Dois fatores orientaram a organização da mostra No Círculo de Luz/Na Asa do Sol, em cartaz na Galeria Frente: a qualidade formal de obras raramente vistas – e até inéditas – no circuito e a sua importância no desenvolvimento artístico do pintor Candido Portinari (1903-1962), cujos 120 anos de nascimento estão sendo comemorados com a exposição e o lançamento de um livro com todas as 100 obras da exposição selecionadas pelo crítico Jacob Klintowitz.
O livro, um luxuoso catálogo, abre com um poema escrito pelo próprio Portinari, que nele conta sua frustração de não ter visto a crucificação do retábulo de Issenheim do alemão Mathias Grünewald (1470-1528) na cidade francesa de Colmar. O poema, produzido em novembro de 1961, um ano antes da morte do pintor brasileiro, relata sua peregrinação à cidade que faz fronteira com a Alemanha.

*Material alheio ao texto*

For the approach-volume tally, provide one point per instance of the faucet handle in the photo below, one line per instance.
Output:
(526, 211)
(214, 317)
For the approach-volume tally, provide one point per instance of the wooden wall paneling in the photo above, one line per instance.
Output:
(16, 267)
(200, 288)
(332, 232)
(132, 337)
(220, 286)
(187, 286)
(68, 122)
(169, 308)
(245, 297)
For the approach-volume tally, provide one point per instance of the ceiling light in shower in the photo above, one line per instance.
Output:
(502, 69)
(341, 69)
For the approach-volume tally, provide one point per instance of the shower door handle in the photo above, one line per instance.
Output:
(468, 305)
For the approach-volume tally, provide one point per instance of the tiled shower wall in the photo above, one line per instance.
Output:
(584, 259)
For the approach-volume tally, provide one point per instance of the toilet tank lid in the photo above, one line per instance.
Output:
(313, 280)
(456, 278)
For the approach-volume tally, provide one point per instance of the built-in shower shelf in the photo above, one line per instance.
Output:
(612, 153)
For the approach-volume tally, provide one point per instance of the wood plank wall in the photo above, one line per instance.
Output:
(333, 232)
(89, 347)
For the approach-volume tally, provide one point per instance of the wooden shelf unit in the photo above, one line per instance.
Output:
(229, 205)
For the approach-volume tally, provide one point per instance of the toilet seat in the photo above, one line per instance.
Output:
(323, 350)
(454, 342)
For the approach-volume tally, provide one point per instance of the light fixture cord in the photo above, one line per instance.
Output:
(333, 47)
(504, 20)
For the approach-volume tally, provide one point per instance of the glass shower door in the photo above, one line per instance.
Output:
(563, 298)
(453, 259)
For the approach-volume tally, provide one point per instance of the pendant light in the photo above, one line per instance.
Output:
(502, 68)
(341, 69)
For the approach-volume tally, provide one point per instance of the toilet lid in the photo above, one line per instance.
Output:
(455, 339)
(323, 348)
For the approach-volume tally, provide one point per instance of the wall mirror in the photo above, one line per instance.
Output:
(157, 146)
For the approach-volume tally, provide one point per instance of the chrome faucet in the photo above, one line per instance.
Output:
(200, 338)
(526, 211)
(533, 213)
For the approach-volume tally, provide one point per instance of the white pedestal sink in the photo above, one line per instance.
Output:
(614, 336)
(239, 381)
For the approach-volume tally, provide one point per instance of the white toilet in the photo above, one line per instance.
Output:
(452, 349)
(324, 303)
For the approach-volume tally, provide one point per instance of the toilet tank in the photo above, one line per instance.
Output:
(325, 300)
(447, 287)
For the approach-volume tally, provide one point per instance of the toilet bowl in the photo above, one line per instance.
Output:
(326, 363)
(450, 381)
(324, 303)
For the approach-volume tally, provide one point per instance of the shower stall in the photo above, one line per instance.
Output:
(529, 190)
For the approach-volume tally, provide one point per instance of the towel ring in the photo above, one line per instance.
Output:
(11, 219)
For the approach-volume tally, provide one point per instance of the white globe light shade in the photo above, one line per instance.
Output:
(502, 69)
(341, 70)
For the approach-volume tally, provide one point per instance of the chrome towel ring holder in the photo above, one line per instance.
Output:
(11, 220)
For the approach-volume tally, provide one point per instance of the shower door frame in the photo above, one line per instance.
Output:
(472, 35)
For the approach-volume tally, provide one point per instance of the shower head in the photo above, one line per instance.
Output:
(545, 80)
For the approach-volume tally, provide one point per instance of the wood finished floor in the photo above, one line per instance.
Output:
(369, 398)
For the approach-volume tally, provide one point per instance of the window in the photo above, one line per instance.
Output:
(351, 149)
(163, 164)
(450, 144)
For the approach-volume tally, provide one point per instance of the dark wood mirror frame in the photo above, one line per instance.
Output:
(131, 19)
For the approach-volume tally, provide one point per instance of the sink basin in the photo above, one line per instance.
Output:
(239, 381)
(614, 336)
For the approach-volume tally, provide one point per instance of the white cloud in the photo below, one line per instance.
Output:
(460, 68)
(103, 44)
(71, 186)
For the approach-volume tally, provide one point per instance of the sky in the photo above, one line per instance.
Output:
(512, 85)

Portinari chegou ao museu de Colmar na hora em que os funcionários fechavam as portas e viu o Cristo de Grünewald apenas por uma fresta, segundo relata Klintowitz no livro. Foi um fragmento do poema Grünewald, de Portinari, que inspirou o título da exposição da Galeria Frente. Um título revelador: ao se despedir de Grünewald pela porta entreaberta, Portinari estava igualmente se despedindo da vida e empreendendo sua viagem para a luz.
Pode parecer contraditório o apego à obra sacra desse representante do Renascimento na Alemanha pelo pintor brasileiro, laico e fiel ao comunismo, mas não quando se vê, por exemplo, um desenho produzido por ele em 1960 para ilustrar o romance Terre Promise, de André Maurois, história de uma mulher dividida entre a fé por um ideal e a incapacidade para o prazer carnal. O ascetismo da obra de Portinari, de certa forma, resolve esse dilema espiritual ao eleger como protagonistas gente sofrida (retirantes e deserdados sociais) ocupando o lugar do Cristo de Grünewald.
A exposição tem exemplos de obras feitas sob encomenda que celebram atos religiosos como A Primeira Missa do Brasil (1948), esboço em grafite sobre papel do painel de grandes dimensões (265 cm x 598 cm) pintado no mesmo ano para decorar a sede carioca do extinto Banco Boa Vista, projeto de Niemeyer, igualmente um arquiteto comunista e criador de igrejas. A encomenda foi feita pelo presidente do banco, Thomaz Saavedra, nome associado a outras obras na exposição da Galeria Frente, dirigida por Acácio Lisboa.
A galeria tem sido muito visitada por escolares e pessoas do interior do Estado, segundo o leiloeiro James Lisboa, pai de Acácio. Justificável. Há na exposição de Portinari obras históricas como o esboço (1950) da tela O Descobrimento do Brasil, exemplo de uma alegórica fragmentação cubista que pertenceu à coleção do escritor e amigo Antonio Callado (Quarup), a quem foi dedicada a obra.
Os desenhos que representam trabalhadores rurais e operários se destacam na exposição, especialmente os da série Ciclos Econômicos do Brasil, esboços para as pinturas murais do Palácio Gustavo Capanema no Rio (antigo Ministério da Educação e Saúde). Um deles, de 1938, destaca o homem carregando uma barra de ferro que aparece ao lado esquerdo do afresco.
Outra série histórica de esboços, a dos desenhos para os painéis Guerra e Paz, feitos para o prédio da ONU, em 1956, ocupa a mostra, que tem ainda uma série de retratos pintados (do crítico Antonio Bento e Maria Amélia Paulo Filho, cedido por João Portinari, filho do pintor). Portinari era um excelente retratista e jamais abjurou sua formação acadêmica. Foi um moderno apegado à tradição. O livro sobre o pintor será lançado dia 6/5, a partir das 10 horas, na Galeria Frente e custa R$ 250.
Portinari: No Círculo de Luz/Na Asa do Sol
Galeria Frente. Rua Melo Alves, 400. 2ª a 6ª, 10h/18h. Sáb., 10h/14h.
Lançamento do livro em 6/5, a partir das 10h. Até 13/5.